ICANN 71 - The Hague*
|Dates:||June 14-17, 2021|
|Location:||The Hague, NL|
ICANN 71 was a Policy Forum that was held from June 14 to June 17, 2021, virtually, due to the Covid-19 pandemic. It was supposed to have taken place in The Hague, the Netherlands. Although there was a prominent, well-attended plenary concerning ICANN's Multistakeholder Model, the vast majority of sessions were dedicated to either ICANN's response to regulatory developments in Europe or DNS Abuse mitigation. More than 1300 people attended from 147 countries and territories.

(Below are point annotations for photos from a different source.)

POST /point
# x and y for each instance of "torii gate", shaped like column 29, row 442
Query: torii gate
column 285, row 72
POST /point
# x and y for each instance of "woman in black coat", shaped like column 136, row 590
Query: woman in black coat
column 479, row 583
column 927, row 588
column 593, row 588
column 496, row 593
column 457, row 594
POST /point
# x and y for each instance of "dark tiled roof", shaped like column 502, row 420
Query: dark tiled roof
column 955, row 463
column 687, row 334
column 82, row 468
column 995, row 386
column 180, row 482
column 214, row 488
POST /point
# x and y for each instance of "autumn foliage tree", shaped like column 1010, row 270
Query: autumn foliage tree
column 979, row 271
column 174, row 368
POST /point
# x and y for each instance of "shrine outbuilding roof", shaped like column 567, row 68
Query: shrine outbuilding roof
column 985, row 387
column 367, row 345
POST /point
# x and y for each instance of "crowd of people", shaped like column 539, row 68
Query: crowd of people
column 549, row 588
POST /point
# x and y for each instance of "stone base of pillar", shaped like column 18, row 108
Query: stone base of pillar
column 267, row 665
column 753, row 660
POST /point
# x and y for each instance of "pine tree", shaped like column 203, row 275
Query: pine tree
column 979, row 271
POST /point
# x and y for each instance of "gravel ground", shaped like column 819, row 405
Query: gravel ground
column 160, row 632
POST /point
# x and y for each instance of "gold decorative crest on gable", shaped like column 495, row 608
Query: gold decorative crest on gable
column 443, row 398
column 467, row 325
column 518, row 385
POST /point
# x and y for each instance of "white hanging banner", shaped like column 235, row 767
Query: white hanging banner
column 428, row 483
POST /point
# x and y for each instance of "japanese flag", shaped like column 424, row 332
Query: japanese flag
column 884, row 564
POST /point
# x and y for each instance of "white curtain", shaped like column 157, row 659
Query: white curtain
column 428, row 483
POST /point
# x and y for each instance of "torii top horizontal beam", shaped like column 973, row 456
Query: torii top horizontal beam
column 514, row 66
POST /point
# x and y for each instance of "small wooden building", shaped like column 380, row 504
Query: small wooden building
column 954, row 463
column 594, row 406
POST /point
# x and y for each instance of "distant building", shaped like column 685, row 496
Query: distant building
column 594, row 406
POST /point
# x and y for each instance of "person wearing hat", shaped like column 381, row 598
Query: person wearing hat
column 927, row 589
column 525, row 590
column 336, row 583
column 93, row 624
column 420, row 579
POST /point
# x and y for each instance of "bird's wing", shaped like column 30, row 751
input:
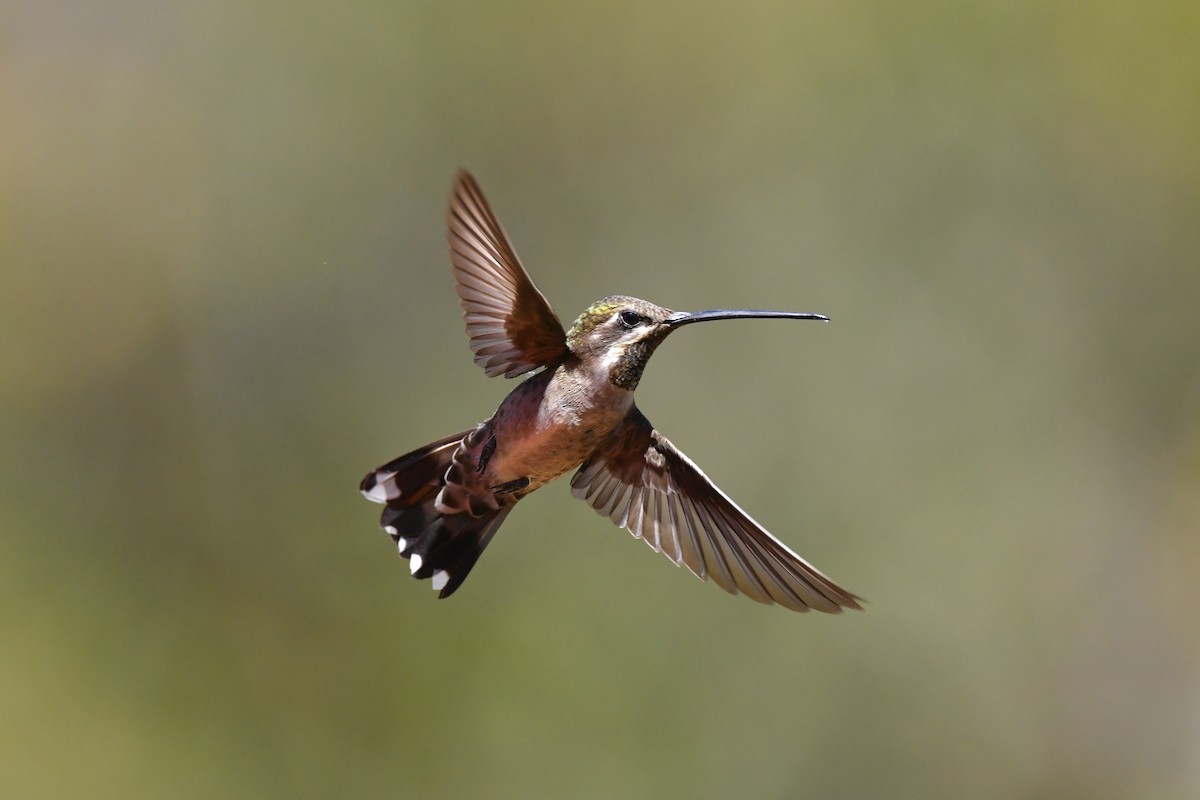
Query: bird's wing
column 642, row 482
column 513, row 329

Multistakeholder Model Evolution
The discussion mainly focused on:
- The pros and cons of encouraging or permitting adversarial interactions
- Whether ICANN's role in Internet Governance should be streamlined
- Jorge Cancio said, "We stay in the weeds now" (as compared with work as recent as 2008) and argued that “ICANN should stay at the principle level, lean, and future proof.”
- The backlog of unimplemented policies, some of which are now out-of-date or conflict with current work
- Mason Cole worried "How big a danger to the model is unfinished work? The community has expectations regarding completing work...the SSR1 recommendations are nearly a decade old...This is like dragging weight around unnecessarily." Likewise, James Bladel said, "There is too much emphasis on process and not enough on relevance."
- How ICANN can better involve the Global South
- Claire Craig explained that ICANN must work with governments in developing nations, as they are the key access points. There are few if any capacity-building programs there, and the ICANN communities are too small; it's about striving toward equity, not equality. Jovan Kurbalija agreed, suggesting that the model should 1) embrace the public good aspect of ICANN (it's not just commercial); 2) that the pandemic made governments much stronger as it did tech; 3) ICANN should work with IGF to get more involved with politics because it’s trying to exist too far from the political center; and 4) ICANN needs to educate the general public to gain prominence via boundary spanners.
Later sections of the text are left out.